Got a kick out of that.

------
ransford
Related in name/title only, but just seeing the word gave me a happy memory of
my favorite web grimoire to date:
[http://grimoire.computer/](http://grimoire.computer/)
([https://github.com/lifewinning/grimoire.computer](https://github.com/lifewinning/grimoire.computer))

------
equalunique
I've dreamed about having a portable "cyberdeck" similar to this. With
computers as small as a Pi Zero and hi-res screens as small as on iPad (ha!),
the reality is closer than ever. I definitely plan on creating one after I go
over one hurdle: the input device.

Before you read what I have to say next: Yes, I know I could simply get a
ThinkPad with an integrated TrackPoint keyboard. I like those a lot and they
solve the problem, but I believe a more functional solution is possible.
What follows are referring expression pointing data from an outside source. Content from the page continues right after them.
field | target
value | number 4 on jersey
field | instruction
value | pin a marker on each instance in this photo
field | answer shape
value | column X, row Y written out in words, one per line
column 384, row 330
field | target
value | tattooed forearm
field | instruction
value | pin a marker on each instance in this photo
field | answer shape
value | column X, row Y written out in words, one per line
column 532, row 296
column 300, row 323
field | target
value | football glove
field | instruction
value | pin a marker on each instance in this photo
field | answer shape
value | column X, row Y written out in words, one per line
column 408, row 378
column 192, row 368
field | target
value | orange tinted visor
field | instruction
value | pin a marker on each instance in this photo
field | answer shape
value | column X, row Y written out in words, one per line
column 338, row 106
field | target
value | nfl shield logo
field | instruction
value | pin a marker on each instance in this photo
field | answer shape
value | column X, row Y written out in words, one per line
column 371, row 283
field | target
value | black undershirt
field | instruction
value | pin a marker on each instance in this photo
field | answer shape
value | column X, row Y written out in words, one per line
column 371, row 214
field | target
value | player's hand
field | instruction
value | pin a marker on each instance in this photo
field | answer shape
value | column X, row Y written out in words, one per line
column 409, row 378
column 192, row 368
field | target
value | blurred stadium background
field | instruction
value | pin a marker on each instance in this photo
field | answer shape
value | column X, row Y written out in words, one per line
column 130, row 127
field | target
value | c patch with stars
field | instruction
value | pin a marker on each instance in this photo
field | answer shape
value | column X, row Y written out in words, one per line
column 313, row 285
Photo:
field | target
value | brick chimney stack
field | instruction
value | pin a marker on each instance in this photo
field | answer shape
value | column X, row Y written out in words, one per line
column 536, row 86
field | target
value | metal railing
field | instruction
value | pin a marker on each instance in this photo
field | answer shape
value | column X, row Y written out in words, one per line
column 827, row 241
My goal is to create a custom input device that includes both a joystick mouse
and programmable firmware via QMK. While a handy ThinkPad keyboard has several
dozens of individual keys, I have found that things like dedicated arrow keys
and F-row keys are unnecessary when QMK keymaps give me "layers" to shuffle
around custom layouts. A 4x12 key build (48-keys) should be both enough and
plenty when the point is to keep my fingers all on the home row anyway.

It's been done before by numerous people in custom builds - creating mine is
simply a personal rite of passage. Will submit to HN after completion.

------
Chico11Kidlet
I really like this project. I think it’s pretty FN cool. Love the leather
cover. I have some spare time, parts, old 8.9 inch acer screen just need a new
controller board. And a raspberry pi zero w. Might give something similar a
try.

------
Rebelgecko
This is really cool. I recently learned from an HN comment that you can
actually get mini laptops that are this size and even smaller, e.g. the GPD
MicroPC which is cheaper than my cell phone and only slightly larger while
having more ports than a Macbook Pro. In terms of whimsy they don't compare to
this though

------
meruru
Awesome. Now I want to make one shaped like the Cardcaptor Sakura grimoire.

You even get to upgrade it with each new Raspberry Pi generation.